Susan Margaret Sanford (42), manager, of Arthurs Point, denied the charge, which stemmed from an incident in Queenstown on November 17.
Judge Turner's decision, issued on May 13, said Sanford left her parents' home in Park St about 7.15pm on November 17 and after travelling about 350m she failed to negotiate a sweeping right-hand bend and hit a stationary Subaru indicating to turn left into a park, then struck two parked cars on the left side of the street.

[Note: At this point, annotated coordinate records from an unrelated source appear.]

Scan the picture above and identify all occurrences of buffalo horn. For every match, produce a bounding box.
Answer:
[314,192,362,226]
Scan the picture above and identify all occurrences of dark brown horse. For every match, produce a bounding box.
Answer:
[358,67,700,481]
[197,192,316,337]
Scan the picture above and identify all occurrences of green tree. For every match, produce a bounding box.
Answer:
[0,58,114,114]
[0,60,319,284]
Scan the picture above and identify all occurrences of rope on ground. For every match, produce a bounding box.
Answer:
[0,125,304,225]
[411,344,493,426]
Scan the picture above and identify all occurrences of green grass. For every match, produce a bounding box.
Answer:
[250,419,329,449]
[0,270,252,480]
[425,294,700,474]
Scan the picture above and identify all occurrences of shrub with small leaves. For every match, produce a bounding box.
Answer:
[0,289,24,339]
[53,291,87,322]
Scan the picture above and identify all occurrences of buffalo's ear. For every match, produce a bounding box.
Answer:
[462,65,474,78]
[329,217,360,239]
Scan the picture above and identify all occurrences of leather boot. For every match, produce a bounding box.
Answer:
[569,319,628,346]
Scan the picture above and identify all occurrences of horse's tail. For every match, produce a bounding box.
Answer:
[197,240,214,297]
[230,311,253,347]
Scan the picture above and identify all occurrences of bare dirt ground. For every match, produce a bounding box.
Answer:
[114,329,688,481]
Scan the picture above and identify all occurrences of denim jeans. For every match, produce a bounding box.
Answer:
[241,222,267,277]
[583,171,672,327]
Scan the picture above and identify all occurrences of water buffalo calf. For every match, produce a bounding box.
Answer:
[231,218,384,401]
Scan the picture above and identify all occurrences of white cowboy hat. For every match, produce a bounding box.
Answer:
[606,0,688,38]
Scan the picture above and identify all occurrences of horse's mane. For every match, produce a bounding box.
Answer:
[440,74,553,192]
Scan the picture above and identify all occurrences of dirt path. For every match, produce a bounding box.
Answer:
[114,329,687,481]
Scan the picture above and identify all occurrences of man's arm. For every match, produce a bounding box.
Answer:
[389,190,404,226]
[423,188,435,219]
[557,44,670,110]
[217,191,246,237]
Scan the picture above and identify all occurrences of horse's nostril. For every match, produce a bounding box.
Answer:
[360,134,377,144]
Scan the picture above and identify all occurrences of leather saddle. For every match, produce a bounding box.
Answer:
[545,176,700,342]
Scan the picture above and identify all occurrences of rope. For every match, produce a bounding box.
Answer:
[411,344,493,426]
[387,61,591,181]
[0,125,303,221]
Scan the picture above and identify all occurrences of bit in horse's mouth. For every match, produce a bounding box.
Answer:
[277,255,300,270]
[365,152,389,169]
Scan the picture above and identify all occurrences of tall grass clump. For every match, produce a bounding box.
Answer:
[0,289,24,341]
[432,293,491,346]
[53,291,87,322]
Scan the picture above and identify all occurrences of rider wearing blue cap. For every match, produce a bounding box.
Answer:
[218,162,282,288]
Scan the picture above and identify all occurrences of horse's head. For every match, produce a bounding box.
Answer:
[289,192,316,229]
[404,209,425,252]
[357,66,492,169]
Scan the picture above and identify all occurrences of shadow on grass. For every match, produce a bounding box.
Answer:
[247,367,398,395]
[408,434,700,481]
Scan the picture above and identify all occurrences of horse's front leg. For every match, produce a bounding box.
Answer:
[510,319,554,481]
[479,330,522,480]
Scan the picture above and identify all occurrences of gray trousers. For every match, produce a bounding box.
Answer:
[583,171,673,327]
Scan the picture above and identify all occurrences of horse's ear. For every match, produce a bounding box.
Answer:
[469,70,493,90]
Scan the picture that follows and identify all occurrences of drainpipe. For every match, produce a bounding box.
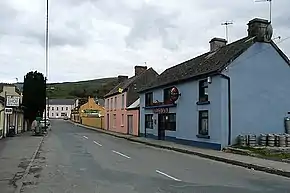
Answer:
[219,74,232,145]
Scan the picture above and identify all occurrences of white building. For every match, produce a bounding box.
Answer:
[46,99,78,119]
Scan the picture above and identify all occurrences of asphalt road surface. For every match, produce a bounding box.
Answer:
[21,120,290,193]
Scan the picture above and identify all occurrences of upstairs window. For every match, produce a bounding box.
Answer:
[163,87,172,104]
[199,80,208,102]
[145,92,153,106]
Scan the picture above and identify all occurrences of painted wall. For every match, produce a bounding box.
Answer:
[127,109,139,136]
[221,43,290,143]
[105,92,128,133]
[46,105,73,119]
[140,77,222,149]
[82,117,105,129]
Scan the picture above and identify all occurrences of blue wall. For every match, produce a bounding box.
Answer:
[140,77,224,149]
[222,43,290,143]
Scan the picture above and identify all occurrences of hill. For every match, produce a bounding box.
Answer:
[15,77,118,99]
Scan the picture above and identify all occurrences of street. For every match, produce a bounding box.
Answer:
[19,120,290,193]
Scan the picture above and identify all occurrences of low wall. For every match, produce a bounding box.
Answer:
[81,117,105,129]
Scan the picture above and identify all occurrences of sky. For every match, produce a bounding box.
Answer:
[0,0,290,82]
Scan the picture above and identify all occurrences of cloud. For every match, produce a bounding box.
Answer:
[0,0,290,82]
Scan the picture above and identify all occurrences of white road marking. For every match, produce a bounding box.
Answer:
[94,141,102,147]
[112,150,130,159]
[156,170,181,182]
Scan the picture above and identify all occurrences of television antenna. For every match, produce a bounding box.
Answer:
[255,0,272,23]
[221,21,234,42]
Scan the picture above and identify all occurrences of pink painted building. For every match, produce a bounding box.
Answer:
[105,66,158,136]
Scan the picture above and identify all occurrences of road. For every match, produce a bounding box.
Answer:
[21,120,290,193]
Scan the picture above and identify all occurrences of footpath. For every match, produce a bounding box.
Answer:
[71,122,290,178]
[0,131,43,193]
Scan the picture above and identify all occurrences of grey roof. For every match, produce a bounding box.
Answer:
[47,99,75,105]
[105,68,158,98]
[139,37,255,92]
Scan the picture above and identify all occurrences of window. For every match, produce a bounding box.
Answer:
[121,114,124,126]
[122,94,125,109]
[199,80,208,102]
[145,114,153,129]
[198,110,208,136]
[145,92,153,106]
[165,113,176,131]
[163,87,172,104]
[113,114,116,127]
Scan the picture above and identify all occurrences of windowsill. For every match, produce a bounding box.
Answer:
[196,134,210,139]
[196,101,210,105]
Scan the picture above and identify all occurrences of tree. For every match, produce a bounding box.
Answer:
[22,71,46,123]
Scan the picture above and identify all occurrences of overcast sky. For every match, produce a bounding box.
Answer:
[0,0,290,82]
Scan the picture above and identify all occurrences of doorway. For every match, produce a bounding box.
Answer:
[107,114,110,130]
[158,114,166,140]
[127,115,134,135]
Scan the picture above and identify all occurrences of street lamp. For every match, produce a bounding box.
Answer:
[44,0,49,128]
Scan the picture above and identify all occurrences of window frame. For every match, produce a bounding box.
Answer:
[198,110,209,136]
[163,87,173,104]
[145,114,153,129]
[198,79,209,102]
[121,94,125,109]
[145,92,153,107]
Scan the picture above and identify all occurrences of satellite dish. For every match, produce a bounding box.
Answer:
[265,24,273,41]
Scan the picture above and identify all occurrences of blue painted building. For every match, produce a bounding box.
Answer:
[140,18,290,150]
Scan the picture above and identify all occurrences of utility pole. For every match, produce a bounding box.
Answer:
[44,0,49,129]
[255,0,272,23]
[222,21,234,42]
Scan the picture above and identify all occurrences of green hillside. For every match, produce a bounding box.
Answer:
[15,77,118,99]
[47,77,118,98]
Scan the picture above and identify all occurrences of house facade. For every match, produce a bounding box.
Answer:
[71,97,105,129]
[140,19,290,150]
[0,83,25,137]
[46,99,76,119]
[105,66,158,135]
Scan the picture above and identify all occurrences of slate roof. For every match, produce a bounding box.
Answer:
[48,99,75,105]
[105,68,158,98]
[138,37,255,92]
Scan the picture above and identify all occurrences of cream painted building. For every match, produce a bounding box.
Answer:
[46,99,76,119]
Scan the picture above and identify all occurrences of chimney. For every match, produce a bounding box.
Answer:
[209,38,227,52]
[118,75,128,83]
[134,66,147,76]
[248,18,273,41]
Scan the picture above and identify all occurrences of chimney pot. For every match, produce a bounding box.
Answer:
[134,66,147,76]
[209,38,227,52]
[118,75,128,83]
[248,18,270,41]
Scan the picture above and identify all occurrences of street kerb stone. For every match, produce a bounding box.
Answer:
[15,136,45,193]
[71,122,290,178]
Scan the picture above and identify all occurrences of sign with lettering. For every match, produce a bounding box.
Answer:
[4,108,13,115]
[6,95,20,107]
[153,108,169,114]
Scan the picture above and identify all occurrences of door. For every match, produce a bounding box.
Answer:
[158,114,166,140]
[127,115,133,135]
[107,114,110,130]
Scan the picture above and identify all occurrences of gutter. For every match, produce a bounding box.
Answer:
[219,73,232,145]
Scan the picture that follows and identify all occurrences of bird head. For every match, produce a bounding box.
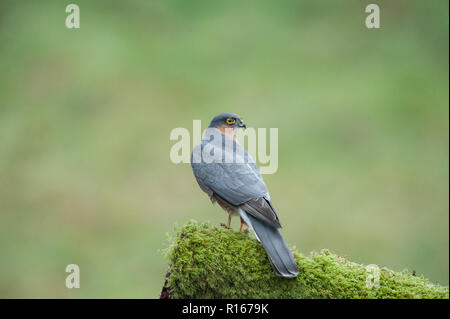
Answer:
[209,113,247,130]
[208,113,247,139]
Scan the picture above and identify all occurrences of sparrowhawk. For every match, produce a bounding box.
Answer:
[191,113,298,277]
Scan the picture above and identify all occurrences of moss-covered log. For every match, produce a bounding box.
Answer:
[161,222,449,298]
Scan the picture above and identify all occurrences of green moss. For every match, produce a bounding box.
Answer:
[165,221,449,298]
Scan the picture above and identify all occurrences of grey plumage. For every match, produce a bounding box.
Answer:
[191,113,298,277]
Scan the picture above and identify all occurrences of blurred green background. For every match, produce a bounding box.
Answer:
[0,0,449,298]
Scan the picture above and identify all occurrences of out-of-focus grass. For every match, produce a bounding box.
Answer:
[0,0,449,298]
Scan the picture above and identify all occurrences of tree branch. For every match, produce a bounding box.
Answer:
[161,221,449,299]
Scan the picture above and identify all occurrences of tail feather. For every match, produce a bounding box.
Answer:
[241,211,298,277]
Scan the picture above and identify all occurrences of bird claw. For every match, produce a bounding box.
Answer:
[220,223,231,229]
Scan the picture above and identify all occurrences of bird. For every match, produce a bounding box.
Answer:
[191,112,299,278]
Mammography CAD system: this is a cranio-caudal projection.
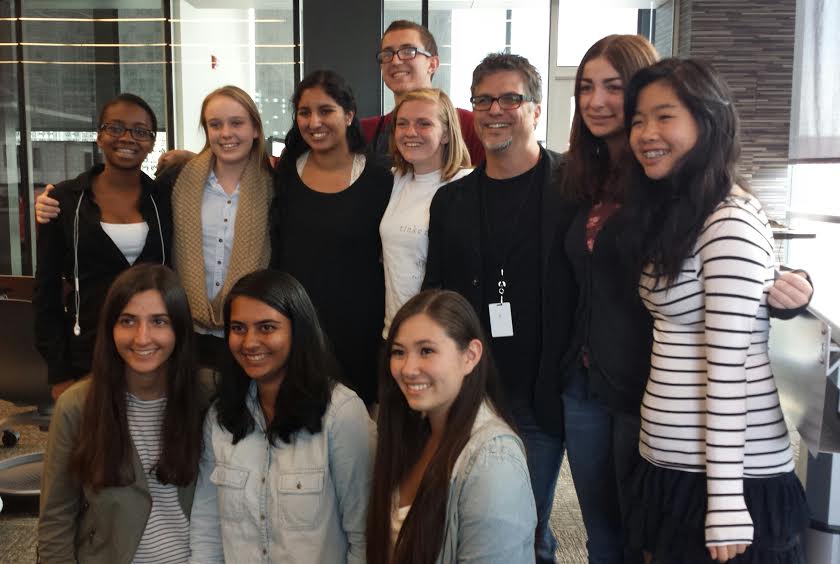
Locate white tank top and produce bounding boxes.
[100,221,149,264]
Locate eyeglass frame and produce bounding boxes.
[376,45,434,65]
[470,92,537,112]
[99,122,157,141]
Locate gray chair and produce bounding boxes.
[0,276,53,496]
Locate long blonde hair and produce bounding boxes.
[388,88,471,181]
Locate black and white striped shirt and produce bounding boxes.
[126,394,190,564]
[639,194,793,545]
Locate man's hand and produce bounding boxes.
[767,270,814,309]
[35,184,61,223]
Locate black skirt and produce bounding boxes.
[625,460,809,564]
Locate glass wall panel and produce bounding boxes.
[0,0,166,275]
[172,0,296,151]
[0,0,21,274]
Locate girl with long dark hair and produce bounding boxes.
[625,59,808,564]
[367,290,537,564]
[537,35,810,563]
[190,270,374,564]
[38,264,207,564]
[271,70,393,404]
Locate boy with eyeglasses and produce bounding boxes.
[361,20,484,165]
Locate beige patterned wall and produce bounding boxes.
[675,0,796,219]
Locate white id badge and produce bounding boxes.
[489,302,513,337]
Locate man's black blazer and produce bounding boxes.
[423,148,578,436]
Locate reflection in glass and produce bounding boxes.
[172,0,296,151]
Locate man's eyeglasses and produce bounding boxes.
[376,47,432,65]
[99,123,155,141]
[470,94,535,112]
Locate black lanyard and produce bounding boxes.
[478,159,542,301]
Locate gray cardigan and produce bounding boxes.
[38,380,195,564]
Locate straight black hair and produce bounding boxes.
[69,263,201,490]
[280,70,366,167]
[367,290,513,564]
[216,270,338,444]
[624,58,748,283]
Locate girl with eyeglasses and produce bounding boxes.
[38,264,209,564]
[33,93,171,399]
[36,86,273,388]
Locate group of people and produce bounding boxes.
[34,20,811,564]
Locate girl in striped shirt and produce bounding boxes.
[625,59,808,564]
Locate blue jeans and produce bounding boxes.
[513,409,563,564]
[563,363,641,564]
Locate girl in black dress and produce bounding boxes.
[271,70,393,405]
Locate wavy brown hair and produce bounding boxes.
[367,290,513,564]
[69,264,201,490]
[564,35,659,203]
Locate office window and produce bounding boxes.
[0,0,167,275]
[172,0,298,151]
[429,0,550,141]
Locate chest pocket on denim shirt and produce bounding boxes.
[210,462,251,519]
[277,470,324,531]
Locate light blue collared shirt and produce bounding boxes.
[190,383,376,564]
[196,170,239,337]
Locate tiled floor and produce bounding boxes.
[0,401,586,564]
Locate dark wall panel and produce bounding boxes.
[302,0,382,116]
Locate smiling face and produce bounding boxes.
[390,313,482,423]
[394,100,449,174]
[578,57,624,139]
[630,80,698,180]
[113,290,175,381]
[473,70,541,153]
[379,29,440,96]
[96,102,155,170]
[295,86,353,153]
[203,94,259,166]
[228,296,292,383]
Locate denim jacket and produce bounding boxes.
[190,383,375,564]
[437,404,537,564]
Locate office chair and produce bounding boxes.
[0,276,53,502]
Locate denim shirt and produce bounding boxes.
[190,383,375,564]
[436,404,537,564]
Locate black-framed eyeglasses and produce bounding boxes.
[99,123,155,141]
[470,94,535,112]
[376,47,432,65]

When police arrived she said she had consumed ''two wines'' before driving, but offered no explanation for the collision.
A breath-screening test returned a positive result, but Sanford was taken to Lakes District Hospital for medical treatment after sustaining a contusion to her forehead.
Blood samples taken at the hospital were not analysed as they were ''not fit for analysis''.
''The ESR report [noted] that both specimen bottles had leaked, as the caps on them were loose,'' Judge Turner's reserved decision said.
Constable Hugh O'Reilly said in court when he arrived at the scene Sanford was standing beside her car and said, ''I think I am in trouble''.
He noted she was unsteady on her feet to the point she needed to lean on her car; her speech was slurred and she spoke slowly; and her eyes appeared slightly bloodshot.
Judge Turner said notes from Sanford's doctor at the hospital indicated the defendant had said she had got into the car that night after consuming ''too many wines'' and the doctor's opinion was Sanford appeared ''happily intoxicated'' and required review when sober.
''The primary diagnosis was one of 'alcohol intoxication'.''
A second doctor examined her at 1.45am describing Sanford as ''now sober''.
However, defence counsel Phil McDonald argued her presentation at the time was due to an existing head injury, sustained following a car crash in 2001 which left her with life-threatening injuries.
Judge Turner said he was satisfied beyond reasonable doubt the consequences of Sanford's head injury were ''incidental'' in her presentation at the time of the crash and the cumulative force of the evidence established the charge.
He remanded Sanford on bail for sentencing on July 28, ordering presentence and reparation reports.